Via Merulana Rome

The Via Merulana in Rome connects the two papal basilicas, Saint Mary Major and Saint John Lateran. Main attractions on this street are the Saint Anthony of Padova Church and the Palazzo Brancaccio.

Via Merulana Rome

History

Most of the Via Merulana was constructed by order of Pope Gregory XIII for the Jubilee in the year 1575. The last part, near the Basilica of Saint Mary Major, was constructed when Sixtus V was Pope.

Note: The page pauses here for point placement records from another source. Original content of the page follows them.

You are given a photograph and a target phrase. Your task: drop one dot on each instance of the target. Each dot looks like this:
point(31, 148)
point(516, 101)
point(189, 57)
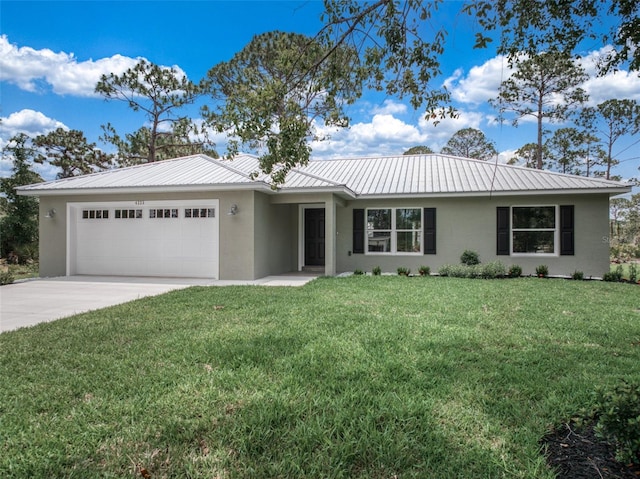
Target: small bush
point(577, 275)
point(633, 272)
point(424, 270)
point(444, 270)
point(494, 269)
point(470, 258)
point(617, 414)
point(542, 271)
point(515, 271)
point(6, 277)
point(613, 276)
point(491, 270)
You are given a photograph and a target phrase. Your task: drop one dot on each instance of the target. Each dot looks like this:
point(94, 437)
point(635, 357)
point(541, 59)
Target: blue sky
point(52, 54)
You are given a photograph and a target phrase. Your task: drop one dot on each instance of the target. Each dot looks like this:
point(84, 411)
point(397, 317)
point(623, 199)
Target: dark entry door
point(314, 237)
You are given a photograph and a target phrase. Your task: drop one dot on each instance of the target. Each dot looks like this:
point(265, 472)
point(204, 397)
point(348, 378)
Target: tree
point(560, 25)
point(618, 118)
point(69, 151)
point(470, 143)
point(134, 147)
point(20, 224)
point(565, 150)
point(159, 93)
point(526, 155)
point(398, 48)
point(545, 87)
point(418, 150)
point(273, 91)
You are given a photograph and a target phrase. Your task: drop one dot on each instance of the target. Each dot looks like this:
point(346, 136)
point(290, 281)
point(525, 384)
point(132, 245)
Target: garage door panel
point(146, 246)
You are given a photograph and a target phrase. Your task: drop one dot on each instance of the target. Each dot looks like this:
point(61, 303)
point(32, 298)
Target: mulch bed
point(576, 453)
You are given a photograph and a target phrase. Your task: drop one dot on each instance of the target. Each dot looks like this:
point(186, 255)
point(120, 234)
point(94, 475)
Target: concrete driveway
point(41, 300)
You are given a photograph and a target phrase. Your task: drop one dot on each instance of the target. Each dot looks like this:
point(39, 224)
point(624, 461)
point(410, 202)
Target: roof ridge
point(221, 163)
point(316, 177)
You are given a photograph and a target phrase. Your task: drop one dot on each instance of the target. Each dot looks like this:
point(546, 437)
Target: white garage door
point(151, 238)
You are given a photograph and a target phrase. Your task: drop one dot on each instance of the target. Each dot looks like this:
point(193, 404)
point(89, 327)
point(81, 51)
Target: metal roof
point(418, 175)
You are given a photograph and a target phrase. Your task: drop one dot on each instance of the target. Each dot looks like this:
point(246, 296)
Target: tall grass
point(361, 377)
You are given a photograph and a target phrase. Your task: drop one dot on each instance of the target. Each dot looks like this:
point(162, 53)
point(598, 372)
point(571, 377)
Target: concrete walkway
point(41, 300)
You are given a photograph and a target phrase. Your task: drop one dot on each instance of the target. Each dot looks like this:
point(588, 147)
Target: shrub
point(469, 258)
point(444, 270)
point(542, 271)
point(633, 273)
point(494, 269)
point(402, 271)
point(515, 271)
point(617, 414)
point(424, 270)
point(6, 277)
point(613, 276)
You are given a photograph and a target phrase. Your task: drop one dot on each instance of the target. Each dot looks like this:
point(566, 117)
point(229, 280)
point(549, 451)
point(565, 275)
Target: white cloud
point(614, 85)
point(30, 122)
point(387, 135)
point(383, 135)
point(390, 107)
point(481, 83)
point(439, 134)
point(36, 70)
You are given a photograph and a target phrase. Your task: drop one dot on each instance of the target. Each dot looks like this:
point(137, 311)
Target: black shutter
point(358, 231)
point(566, 230)
point(429, 231)
point(503, 230)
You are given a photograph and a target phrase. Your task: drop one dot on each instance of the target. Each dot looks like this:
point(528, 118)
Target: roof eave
point(259, 186)
point(488, 194)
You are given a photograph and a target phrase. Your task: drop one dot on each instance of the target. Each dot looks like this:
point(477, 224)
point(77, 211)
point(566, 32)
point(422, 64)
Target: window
point(128, 214)
point(199, 213)
point(95, 214)
point(163, 213)
point(533, 229)
point(394, 230)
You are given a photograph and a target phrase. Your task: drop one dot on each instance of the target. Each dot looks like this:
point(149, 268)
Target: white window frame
point(394, 232)
point(556, 232)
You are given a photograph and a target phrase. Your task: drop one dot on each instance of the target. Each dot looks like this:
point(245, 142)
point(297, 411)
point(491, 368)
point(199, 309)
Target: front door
point(314, 237)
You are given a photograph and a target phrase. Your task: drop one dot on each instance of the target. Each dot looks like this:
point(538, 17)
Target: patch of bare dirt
point(576, 453)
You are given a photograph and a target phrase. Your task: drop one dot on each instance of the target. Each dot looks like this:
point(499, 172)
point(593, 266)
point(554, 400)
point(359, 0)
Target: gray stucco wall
point(272, 238)
point(470, 223)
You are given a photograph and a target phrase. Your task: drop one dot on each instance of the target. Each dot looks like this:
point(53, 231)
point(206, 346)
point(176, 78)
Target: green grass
point(361, 377)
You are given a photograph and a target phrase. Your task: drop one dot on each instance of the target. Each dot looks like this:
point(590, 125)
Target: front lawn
point(361, 377)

The name of the street derives from a field called Campus Meruli, which used to occupy the entire area between the two big basilicas. The owners of this field were a family called Merula.

Sights

Sant'Antonio da Padova Basilica - Via Merulana Rome
One of the chapels.

Starting from the Piazza San Giovanni in Laterano the first landmark is the Church of Saint Anthony of Padova. The architect was Luca Carimini, who also constructed the Palazzo Brancaccio in the same street. Construction lasted from 1884 till 1888. The most impressive elements of the facade are the monumental double staircase and the decorations of the central portal.

Almost across the road, on the corner with the Via Labicana, is the Santi Marcellino and Pietro Church, one of the oldest churches of the city. The first version of this church was built in the beginning of the 4th century. An important reconstruction took place in 1751, when the relics of the two saints were placed inside the church. After a reorganization of the entire area the church ended up far below street level.

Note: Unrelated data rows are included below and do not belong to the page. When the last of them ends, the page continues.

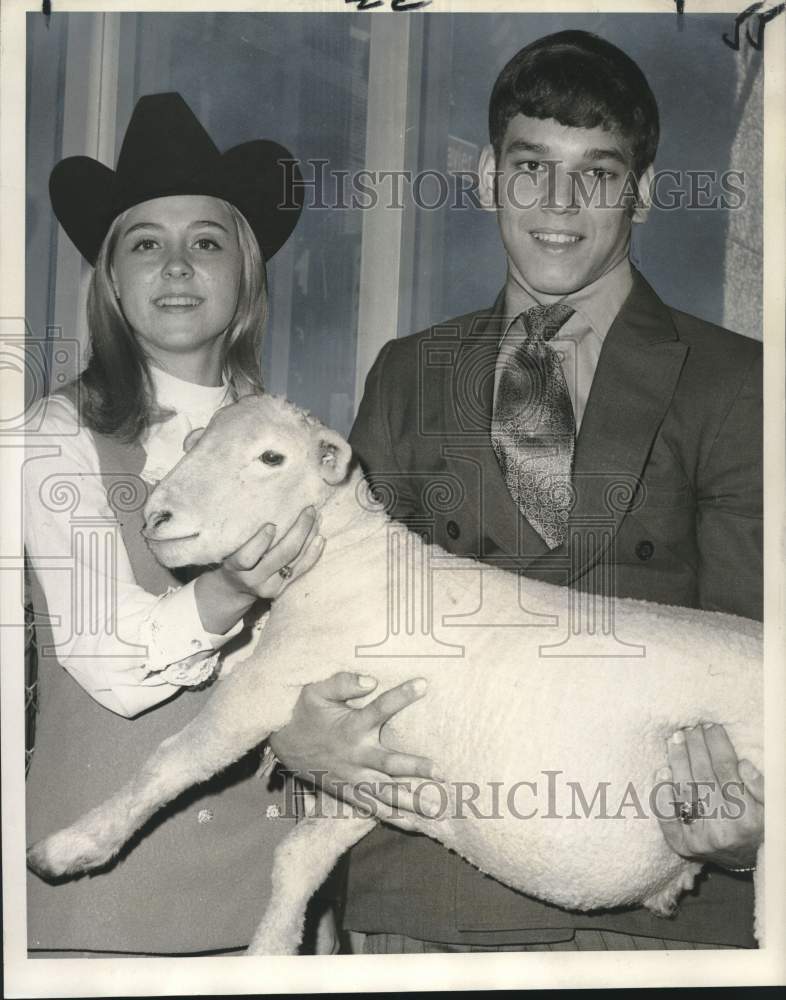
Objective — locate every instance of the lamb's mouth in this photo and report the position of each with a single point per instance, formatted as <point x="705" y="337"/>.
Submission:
<point x="171" y="540"/>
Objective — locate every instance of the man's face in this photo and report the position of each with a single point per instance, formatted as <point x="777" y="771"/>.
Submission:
<point x="565" y="199"/>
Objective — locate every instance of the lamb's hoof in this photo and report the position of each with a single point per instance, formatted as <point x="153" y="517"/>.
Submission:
<point x="65" y="854"/>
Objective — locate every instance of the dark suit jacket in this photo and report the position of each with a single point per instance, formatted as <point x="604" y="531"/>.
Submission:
<point x="668" y="484"/>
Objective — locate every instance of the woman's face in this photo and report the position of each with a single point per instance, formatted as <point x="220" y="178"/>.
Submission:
<point x="176" y="271"/>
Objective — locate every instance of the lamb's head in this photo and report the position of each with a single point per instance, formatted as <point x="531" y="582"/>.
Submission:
<point x="260" y="460"/>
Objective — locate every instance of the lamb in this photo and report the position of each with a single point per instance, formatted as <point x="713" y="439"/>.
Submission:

The Palazzo Merulana is located on the corner with the Via Labicana and is now used as an exhibition space.

The Palazzo Brancaccio used to be the seat of the Museum of Oriental Art.

The Sant’Alfonso all’Esquilino Church is located on the corner with the Via di San Vito. This neo-Gothic church was constructed by George Wigley in 1859. The Madonna del Perpetuo Soccorso at the high altar was made in the 14th century.

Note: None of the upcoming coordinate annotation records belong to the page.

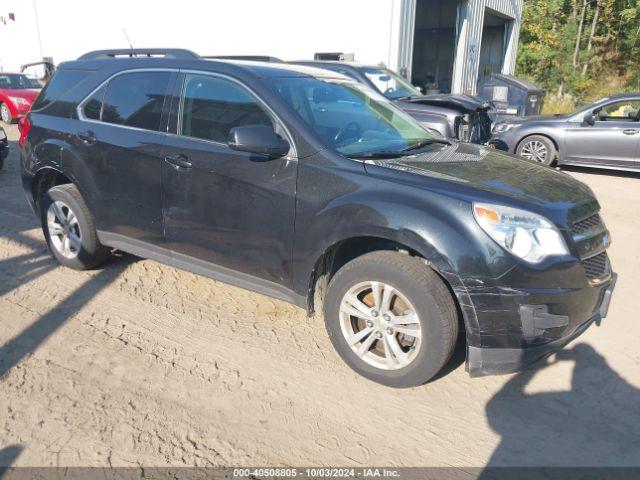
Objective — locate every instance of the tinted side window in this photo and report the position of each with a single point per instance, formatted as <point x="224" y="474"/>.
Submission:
<point x="93" y="105"/>
<point x="136" y="99"/>
<point x="61" y="82"/>
<point x="212" y="106"/>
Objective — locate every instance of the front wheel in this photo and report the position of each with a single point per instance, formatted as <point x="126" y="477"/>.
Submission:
<point x="5" y="114"/>
<point x="538" y="149"/>
<point x="391" y="318"/>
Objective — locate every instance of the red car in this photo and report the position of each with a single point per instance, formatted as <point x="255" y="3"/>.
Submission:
<point x="17" y="93"/>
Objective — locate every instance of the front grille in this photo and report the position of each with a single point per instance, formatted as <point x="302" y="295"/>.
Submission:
<point x="596" y="267"/>
<point x="587" y="224"/>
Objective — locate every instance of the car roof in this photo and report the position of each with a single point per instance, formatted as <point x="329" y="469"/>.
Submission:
<point x="229" y="66"/>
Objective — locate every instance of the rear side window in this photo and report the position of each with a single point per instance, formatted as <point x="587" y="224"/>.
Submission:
<point x="212" y="106"/>
<point x="133" y="99"/>
<point x="61" y="82"/>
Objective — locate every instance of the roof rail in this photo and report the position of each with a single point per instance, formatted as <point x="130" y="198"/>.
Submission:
<point x="141" y="52"/>
<point x="251" y="58"/>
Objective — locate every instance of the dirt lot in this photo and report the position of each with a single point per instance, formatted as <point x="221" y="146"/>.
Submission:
<point x="143" y="364"/>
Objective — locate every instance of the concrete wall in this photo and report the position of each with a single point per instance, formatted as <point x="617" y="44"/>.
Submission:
<point x="470" y="40"/>
<point x="291" y="29"/>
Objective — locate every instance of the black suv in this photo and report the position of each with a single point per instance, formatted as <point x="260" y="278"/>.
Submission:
<point x="307" y="186"/>
<point x="4" y="147"/>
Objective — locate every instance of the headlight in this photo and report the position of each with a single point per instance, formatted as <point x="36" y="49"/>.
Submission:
<point x="433" y="131"/>
<point x="524" y="234"/>
<point x="503" y="127"/>
<point x="19" y="101"/>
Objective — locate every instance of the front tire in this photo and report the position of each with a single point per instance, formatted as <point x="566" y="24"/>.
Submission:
<point x="5" y="114"/>
<point x="69" y="229"/>
<point x="538" y="149"/>
<point x="391" y="318"/>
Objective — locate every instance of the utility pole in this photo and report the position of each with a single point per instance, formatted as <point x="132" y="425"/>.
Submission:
<point x="35" y="10"/>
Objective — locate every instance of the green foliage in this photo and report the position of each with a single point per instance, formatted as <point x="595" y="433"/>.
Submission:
<point x="606" y="59"/>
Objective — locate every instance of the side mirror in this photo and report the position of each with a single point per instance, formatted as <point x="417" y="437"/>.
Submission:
<point x="589" y="119"/>
<point x="258" y="139"/>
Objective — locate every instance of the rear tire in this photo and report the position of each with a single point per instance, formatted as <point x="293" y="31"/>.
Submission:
<point x="69" y="229"/>
<point x="538" y="148"/>
<point x="5" y="114"/>
<point x="406" y="305"/>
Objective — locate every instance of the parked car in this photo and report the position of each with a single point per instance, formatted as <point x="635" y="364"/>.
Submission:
<point x="17" y="93"/>
<point x="462" y="117"/>
<point x="302" y="184"/>
<point x="604" y="134"/>
<point x="4" y="147"/>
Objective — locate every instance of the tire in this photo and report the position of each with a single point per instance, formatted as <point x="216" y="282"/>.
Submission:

The present street does not follow its original trajectory. It used to start more or less where the present Via Merulana meets the Via Labicana, and continued from to what is now Piazza Vittorio Emanuele II to unite with the old Via Labicana at the Porta Esquilina. This Porta Esquilina is now known as the Arch of Gallienus. The old Via Labicana followed a completely different trajectory from the present one.